On November 11, 1918, the exhausted Germans surrendered to the Allied forces, ending World War I. Woodrow Wilson, having helped win the war, now wanted to shape the peace. Wilson's first inept mistake was deciding to go in person to Paris to help make the treaty; at that time no president had traveled to Europe, and Republicans were infuriated at his seemingly flamboyant grandstanding. He further ruffled Republican feathers when he snubbed the Senate in assembling his peace delegation and neglected to include a single Republican senator in his official party. He even excluded the new chairman of the Senate Committee on Foreign Relations, Henry Cabot Lodge.

President Wilson planted the seeds of Senate opposition to the treaty when he became a known Lodge-hater. The two now grew to be political enemies.

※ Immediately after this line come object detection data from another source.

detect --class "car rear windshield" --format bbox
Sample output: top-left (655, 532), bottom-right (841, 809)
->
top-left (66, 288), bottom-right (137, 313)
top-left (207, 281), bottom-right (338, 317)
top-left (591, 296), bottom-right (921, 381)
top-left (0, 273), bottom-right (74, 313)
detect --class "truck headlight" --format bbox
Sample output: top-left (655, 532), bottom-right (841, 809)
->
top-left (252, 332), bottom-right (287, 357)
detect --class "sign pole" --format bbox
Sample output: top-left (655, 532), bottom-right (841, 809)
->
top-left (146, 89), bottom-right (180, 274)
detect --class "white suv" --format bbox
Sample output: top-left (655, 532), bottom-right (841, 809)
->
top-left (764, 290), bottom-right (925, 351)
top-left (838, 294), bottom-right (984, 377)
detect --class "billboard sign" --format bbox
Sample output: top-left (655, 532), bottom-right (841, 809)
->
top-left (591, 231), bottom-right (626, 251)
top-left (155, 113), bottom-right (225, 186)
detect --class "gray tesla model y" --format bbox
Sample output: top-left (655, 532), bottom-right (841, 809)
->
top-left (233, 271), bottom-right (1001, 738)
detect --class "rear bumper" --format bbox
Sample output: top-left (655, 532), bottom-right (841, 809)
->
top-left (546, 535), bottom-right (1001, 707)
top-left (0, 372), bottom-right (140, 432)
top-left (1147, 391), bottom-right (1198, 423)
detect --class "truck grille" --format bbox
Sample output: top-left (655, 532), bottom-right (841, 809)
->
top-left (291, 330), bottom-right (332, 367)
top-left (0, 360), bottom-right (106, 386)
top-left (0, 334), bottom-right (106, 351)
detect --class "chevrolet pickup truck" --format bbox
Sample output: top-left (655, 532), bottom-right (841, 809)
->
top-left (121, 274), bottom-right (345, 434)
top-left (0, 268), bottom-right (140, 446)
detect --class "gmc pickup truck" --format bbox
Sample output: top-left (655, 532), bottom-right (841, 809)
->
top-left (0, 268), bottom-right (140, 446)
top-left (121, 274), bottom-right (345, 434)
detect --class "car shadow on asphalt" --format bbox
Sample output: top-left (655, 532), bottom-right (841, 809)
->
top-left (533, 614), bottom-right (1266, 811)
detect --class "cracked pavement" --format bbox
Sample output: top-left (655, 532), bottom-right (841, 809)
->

Wilson's ultimate goal was a world parliament to be known as the League of Nations, and he forced through a compromise between naked imperialism and Wilsonian idealism. Unfortunately, due to Wilson's unreasonable treaty, thirty-nine Republican senators or senators-elect - enough to defeat the treaty - proclaimed that the Senate would not approve the League of Nations in its existing imperfect form. William Borah explained in his speech to the United States senate in December 1918 that nobody will advocate the fact that "our people shall be submitted to a tribunal created other than by our own people and give it an international army subject to its direction and control to enforce...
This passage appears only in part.